The initial predictions of a near- or below-normal hurricane season stemmed from a growing El Niño in the eastern Pacific Ocean, a pattern of warmer water off western South America that affects global weather patterns.
One such effect is an uptick in wind shear that blows east over the Caribbean and tropical Atlantic. Wind shear is destructive to any tropical system trying to organize and strengthen, so we typically see slower-than-normal hurricane seasons when El Niño conditions are present.
While we’re rapidly diving into an El Niño that looks like it could grow quite strong in the months ahead, the true wild card as we approach the peak of hurricane season is the widespread, record-breaking warmth found throughout the Atlantic basin.
Sea surface temperature anomalies across the Atlantic are “unprecedented,” as climate experts with the World Meteorological Organization noted in a recent blog post.
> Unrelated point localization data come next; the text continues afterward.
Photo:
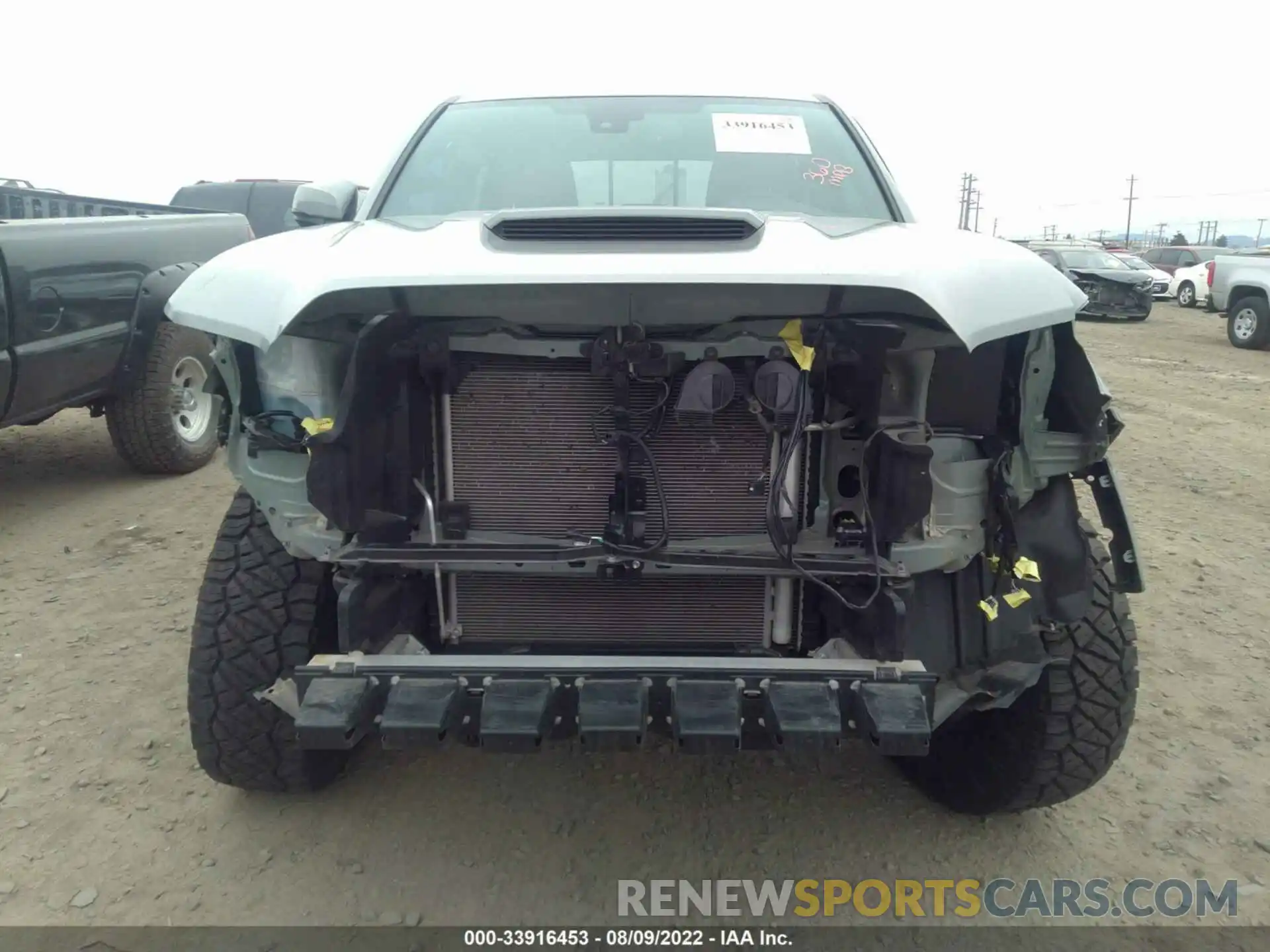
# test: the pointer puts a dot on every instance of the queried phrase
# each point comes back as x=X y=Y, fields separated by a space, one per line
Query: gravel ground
x=105 y=816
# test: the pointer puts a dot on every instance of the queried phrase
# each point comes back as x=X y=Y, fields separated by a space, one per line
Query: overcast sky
x=1053 y=106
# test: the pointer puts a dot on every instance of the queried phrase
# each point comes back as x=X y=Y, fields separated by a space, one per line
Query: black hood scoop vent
x=624 y=225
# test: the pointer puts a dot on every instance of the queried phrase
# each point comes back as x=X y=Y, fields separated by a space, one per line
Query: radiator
x=525 y=457
x=718 y=611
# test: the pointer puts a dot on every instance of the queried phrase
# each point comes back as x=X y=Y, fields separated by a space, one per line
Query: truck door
x=73 y=292
x=5 y=356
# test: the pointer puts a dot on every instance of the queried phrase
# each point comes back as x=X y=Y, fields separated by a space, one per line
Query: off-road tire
x=140 y=416
x=261 y=614
x=1260 y=337
x=1062 y=735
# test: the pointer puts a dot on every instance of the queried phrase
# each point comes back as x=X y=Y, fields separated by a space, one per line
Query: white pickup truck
x=1238 y=286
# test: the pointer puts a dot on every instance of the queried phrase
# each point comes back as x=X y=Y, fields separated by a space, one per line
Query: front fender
x=157 y=287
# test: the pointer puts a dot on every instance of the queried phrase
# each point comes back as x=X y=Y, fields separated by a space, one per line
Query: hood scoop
x=586 y=225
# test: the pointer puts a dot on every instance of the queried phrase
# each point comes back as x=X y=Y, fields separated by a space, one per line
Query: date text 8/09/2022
x=624 y=938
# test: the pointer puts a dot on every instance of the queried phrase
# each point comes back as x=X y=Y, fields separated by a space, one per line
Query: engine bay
x=774 y=489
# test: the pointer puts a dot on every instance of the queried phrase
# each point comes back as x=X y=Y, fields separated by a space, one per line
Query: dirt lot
x=105 y=816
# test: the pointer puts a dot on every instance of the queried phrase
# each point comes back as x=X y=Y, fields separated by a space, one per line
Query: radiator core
x=720 y=611
x=526 y=460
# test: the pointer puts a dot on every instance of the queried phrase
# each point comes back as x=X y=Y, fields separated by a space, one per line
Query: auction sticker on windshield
x=747 y=132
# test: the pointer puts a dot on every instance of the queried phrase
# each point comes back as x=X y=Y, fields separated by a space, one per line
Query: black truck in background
x=83 y=287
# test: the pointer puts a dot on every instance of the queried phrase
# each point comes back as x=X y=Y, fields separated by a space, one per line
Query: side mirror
x=321 y=205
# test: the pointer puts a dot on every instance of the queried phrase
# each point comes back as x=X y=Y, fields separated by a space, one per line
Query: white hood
x=982 y=287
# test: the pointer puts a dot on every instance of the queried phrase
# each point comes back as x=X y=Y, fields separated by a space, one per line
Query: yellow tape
x=1016 y=598
x=1027 y=569
x=793 y=335
x=313 y=427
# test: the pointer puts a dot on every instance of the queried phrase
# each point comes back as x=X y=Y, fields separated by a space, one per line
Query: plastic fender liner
x=1049 y=532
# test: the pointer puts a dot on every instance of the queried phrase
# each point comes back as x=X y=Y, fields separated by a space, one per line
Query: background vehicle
x=1159 y=278
x=1189 y=285
x=265 y=202
x=81 y=323
x=778 y=500
x=1240 y=287
x=18 y=201
x=1114 y=288
x=1170 y=258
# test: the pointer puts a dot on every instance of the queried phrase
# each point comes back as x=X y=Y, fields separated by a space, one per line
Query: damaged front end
x=738 y=532
x=1114 y=295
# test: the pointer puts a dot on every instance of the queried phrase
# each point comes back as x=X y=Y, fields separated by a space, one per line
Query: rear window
x=765 y=155
x=270 y=207
x=267 y=205
x=215 y=197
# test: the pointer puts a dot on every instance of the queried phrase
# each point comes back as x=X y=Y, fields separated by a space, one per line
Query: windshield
x=1136 y=263
x=1094 y=259
x=761 y=154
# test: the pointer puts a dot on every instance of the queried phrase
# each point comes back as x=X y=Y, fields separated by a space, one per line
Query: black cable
x=634 y=414
x=777 y=492
x=657 y=488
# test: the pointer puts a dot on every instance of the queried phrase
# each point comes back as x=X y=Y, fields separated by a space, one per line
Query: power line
x=968 y=200
x=1128 y=221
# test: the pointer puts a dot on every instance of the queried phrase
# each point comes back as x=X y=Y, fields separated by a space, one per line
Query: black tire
x=1062 y=735
x=1249 y=309
x=261 y=614
x=143 y=419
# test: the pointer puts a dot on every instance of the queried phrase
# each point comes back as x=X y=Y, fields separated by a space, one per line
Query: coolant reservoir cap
x=777 y=386
x=708 y=389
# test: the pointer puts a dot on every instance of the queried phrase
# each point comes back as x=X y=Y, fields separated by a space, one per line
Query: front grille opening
x=634 y=227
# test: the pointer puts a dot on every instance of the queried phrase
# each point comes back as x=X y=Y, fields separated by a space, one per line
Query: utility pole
x=1129 y=220
x=968 y=197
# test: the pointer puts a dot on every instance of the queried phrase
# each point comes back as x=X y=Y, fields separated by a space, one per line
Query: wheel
x=1248 y=324
x=164 y=423
x=261 y=614
x=1062 y=735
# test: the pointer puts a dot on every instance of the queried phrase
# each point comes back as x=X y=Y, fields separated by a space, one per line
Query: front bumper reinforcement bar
x=516 y=703
x=459 y=556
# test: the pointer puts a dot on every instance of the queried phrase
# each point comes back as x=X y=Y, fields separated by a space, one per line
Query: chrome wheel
x=190 y=407
x=1245 y=324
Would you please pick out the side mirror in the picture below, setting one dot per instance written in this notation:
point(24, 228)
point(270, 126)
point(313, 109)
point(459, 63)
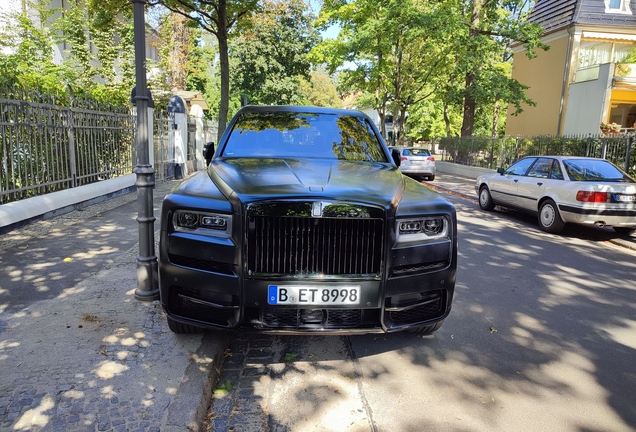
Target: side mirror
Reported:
point(208, 152)
point(395, 154)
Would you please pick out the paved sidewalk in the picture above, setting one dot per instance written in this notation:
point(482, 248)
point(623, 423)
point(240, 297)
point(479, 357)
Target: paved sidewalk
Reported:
point(77, 351)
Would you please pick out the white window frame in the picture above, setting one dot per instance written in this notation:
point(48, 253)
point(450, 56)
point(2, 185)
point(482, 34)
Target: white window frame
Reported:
point(624, 8)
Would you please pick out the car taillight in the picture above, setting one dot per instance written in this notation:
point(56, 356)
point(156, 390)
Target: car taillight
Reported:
point(587, 196)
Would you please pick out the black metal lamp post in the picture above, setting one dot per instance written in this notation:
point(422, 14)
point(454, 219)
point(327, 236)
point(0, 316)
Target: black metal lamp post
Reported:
point(147, 274)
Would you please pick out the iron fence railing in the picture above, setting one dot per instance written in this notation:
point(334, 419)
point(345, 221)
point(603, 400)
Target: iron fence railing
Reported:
point(48, 144)
point(46, 147)
point(494, 152)
point(163, 157)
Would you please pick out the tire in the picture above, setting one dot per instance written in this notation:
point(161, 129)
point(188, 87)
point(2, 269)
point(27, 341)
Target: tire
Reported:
point(624, 231)
point(485, 199)
point(425, 330)
point(549, 217)
point(180, 328)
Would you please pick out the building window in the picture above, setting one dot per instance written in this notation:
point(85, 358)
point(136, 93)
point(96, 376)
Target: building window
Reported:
point(617, 6)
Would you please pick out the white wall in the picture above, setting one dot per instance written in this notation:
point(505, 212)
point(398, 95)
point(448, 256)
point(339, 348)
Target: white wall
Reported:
point(587, 101)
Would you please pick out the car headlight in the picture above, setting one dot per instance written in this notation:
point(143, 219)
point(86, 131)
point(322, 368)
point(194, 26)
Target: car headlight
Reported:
point(213, 224)
point(425, 228)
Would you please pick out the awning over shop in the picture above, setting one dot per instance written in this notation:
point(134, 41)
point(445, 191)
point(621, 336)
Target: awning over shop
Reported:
point(603, 36)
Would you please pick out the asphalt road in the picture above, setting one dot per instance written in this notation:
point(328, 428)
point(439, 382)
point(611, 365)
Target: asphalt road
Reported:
point(542, 337)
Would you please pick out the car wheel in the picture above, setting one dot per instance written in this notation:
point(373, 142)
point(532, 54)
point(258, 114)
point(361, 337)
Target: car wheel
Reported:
point(427, 329)
point(180, 328)
point(549, 217)
point(624, 230)
point(485, 199)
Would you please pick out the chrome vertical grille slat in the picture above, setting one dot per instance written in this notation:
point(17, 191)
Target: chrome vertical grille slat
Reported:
point(305, 245)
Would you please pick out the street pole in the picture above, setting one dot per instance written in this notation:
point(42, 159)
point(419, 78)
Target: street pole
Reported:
point(147, 274)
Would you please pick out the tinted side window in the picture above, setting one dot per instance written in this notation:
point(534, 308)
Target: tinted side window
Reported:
point(541, 168)
point(520, 167)
point(556, 171)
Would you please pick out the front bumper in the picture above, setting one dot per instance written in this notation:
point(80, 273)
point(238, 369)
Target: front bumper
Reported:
point(202, 284)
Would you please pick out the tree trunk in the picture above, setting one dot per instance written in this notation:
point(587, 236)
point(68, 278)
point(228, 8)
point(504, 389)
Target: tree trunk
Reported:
point(495, 120)
point(447, 120)
point(178, 52)
point(225, 69)
point(468, 120)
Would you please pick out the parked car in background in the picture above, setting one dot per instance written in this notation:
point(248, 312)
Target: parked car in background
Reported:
point(563, 189)
point(417, 162)
point(303, 223)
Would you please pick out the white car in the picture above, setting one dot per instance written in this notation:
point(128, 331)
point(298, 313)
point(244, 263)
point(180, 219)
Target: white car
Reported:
point(563, 189)
point(417, 162)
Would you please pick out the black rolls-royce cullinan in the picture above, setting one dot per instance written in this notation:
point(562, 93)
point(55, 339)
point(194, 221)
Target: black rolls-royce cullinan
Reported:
point(303, 223)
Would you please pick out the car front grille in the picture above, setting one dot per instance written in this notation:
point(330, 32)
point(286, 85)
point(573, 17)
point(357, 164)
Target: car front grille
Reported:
point(314, 246)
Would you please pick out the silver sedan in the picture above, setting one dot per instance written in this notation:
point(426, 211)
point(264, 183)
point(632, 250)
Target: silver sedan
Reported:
point(563, 189)
point(417, 162)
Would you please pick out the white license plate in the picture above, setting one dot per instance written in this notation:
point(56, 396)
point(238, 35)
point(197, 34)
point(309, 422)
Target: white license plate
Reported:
point(313, 295)
point(625, 198)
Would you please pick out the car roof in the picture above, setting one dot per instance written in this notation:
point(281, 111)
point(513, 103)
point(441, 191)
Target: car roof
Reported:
point(299, 109)
point(560, 157)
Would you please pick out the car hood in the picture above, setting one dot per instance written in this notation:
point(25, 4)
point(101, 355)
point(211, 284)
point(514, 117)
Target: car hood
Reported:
point(252, 179)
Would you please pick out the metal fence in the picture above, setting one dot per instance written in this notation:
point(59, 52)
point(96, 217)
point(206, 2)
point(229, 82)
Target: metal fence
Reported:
point(48, 144)
point(46, 147)
point(163, 153)
point(494, 152)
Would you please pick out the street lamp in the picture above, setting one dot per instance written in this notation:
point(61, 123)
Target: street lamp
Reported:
point(147, 274)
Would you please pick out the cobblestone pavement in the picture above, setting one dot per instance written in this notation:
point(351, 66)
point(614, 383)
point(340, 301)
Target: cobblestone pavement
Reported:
point(93, 358)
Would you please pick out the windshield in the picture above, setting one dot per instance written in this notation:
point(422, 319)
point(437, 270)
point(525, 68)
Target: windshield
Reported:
point(303, 135)
point(594, 170)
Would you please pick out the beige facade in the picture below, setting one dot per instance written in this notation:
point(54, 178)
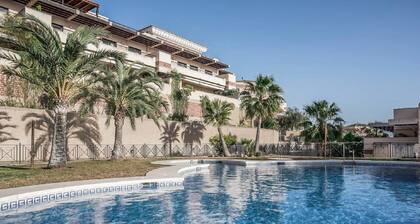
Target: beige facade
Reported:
point(146, 132)
point(405, 141)
point(152, 47)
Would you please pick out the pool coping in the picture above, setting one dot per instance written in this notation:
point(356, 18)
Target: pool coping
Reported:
point(169, 177)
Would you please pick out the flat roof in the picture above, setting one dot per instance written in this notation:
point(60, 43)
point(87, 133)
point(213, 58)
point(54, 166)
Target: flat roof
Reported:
point(151, 36)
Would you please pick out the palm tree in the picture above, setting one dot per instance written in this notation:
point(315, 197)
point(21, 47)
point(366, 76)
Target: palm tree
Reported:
point(126, 93)
point(324, 118)
point(84, 128)
point(179, 98)
point(261, 100)
point(34, 52)
point(217, 113)
point(170, 134)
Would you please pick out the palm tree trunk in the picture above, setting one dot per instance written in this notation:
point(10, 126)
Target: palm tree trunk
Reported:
point(325, 140)
point(58, 149)
point(119, 123)
point(222, 140)
point(257, 137)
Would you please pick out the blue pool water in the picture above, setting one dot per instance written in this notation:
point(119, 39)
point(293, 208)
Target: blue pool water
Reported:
point(275, 194)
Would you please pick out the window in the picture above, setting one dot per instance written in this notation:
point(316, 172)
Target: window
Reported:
point(192, 67)
point(134, 50)
point(109, 42)
point(58, 27)
point(182, 64)
point(4, 10)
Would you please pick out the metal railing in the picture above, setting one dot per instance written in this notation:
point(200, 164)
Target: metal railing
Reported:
point(330, 150)
point(394, 150)
point(21, 153)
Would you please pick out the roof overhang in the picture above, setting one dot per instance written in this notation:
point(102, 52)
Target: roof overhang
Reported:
point(151, 36)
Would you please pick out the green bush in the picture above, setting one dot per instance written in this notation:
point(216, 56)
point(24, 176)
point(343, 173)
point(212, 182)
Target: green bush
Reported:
point(215, 142)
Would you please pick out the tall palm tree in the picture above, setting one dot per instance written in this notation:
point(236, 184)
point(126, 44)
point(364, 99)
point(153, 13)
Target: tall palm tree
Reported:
point(126, 93)
point(217, 113)
point(179, 97)
point(324, 117)
point(170, 134)
point(261, 100)
point(84, 128)
point(35, 53)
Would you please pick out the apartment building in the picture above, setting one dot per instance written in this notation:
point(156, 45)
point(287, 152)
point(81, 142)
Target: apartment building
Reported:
point(151, 46)
point(405, 142)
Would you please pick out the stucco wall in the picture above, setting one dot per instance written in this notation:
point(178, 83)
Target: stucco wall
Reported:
point(146, 131)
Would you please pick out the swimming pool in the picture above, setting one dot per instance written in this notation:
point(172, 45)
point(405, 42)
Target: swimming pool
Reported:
point(269, 194)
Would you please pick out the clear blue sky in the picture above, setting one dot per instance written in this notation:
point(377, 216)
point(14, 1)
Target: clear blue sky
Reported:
point(362, 54)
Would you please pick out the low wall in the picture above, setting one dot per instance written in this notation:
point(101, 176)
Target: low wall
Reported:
point(400, 147)
point(146, 131)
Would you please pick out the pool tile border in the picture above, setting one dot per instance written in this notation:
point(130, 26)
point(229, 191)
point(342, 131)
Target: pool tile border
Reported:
point(167, 178)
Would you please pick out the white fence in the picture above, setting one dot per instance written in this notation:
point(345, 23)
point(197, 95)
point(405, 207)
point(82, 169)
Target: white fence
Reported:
point(394, 150)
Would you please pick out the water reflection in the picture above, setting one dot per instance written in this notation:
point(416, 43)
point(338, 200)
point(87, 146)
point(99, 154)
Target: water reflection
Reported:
point(277, 194)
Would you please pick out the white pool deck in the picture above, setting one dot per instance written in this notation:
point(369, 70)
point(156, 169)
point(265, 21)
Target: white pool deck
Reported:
point(169, 177)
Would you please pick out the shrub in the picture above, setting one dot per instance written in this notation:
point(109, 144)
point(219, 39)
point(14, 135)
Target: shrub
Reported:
point(215, 142)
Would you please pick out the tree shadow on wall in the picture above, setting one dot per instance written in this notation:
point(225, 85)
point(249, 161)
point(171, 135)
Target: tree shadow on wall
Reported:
point(85, 129)
point(4, 134)
point(170, 135)
point(193, 132)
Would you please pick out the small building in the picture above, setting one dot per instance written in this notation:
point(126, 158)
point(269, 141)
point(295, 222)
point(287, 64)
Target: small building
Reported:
point(405, 141)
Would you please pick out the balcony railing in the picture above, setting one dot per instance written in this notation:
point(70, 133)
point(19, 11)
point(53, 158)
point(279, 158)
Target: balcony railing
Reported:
point(200, 77)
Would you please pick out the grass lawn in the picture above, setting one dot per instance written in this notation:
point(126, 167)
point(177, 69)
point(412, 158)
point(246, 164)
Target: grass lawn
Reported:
point(24, 175)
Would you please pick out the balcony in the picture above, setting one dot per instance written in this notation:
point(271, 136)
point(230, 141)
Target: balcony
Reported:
point(143, 59)
point(131, 56)
point(200, 77)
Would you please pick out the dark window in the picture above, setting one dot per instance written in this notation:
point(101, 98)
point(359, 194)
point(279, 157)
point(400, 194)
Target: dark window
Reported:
point(192, 67)
point(109, 42)
point(182, 64)
point(134, 50)
point(4, 10)
point(58, 27)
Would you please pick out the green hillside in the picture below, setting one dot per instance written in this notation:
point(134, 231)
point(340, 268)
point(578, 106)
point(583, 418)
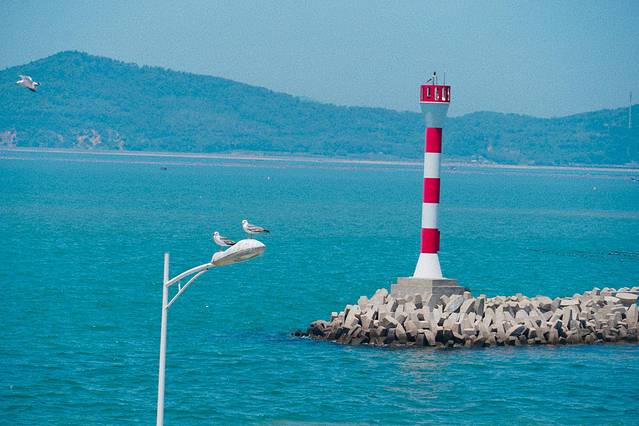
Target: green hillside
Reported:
point(99, 103)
The Atlantic Ocean’s fever is likely due to a combination of recent weather patterns and “longer-term changes in the ocean,” the agency said.
It’s a bit of a balancing act trying to figure out whether El Niño or raging Atlantic warmth will win out as the peak of hurricane season nears in August and September, which is why the CSU forecast emphasizes lower-than-usual confidence.
But it would only take a relatively small window of favourable ingredients coming together to allow a storm to develop and thrive when the ocean is this unusually warm. This year’s Atlantic hurricane season has racked up four ‘named’ storms through the beginning of July.
Calling the first storm ‘named’ is a bit of a quirk this year. The season’s first storm formed back in January south of Nova Scotia. That storm actually didn’t receive a name at the time — the U.S. National Hurricane Center opted to classify it in a post-analysis in May, setting its fate to live forever in the records as “Unnamed Subtropical Storm.”
The other three systems — Arlene, Bret, and Cindy — all formed in the first three weeks of June. “As is the case with all hurricane seasons,” the CSU team noted in their release, “coastal residents are reminded that it only takes one hurricane making landfall to make it an active season for them.”
Plenty of seasons that saw below-normal activity wound up producing historic and tragic hurricanes. El Niño played a role in the incredibly slow start to the 1992 Atlantic hurricane season, which didn’t see its first named storm until late August. That storm was Hurricane Andrew, a scale-topping storm that unleashed catastrophic damage across southern Florida.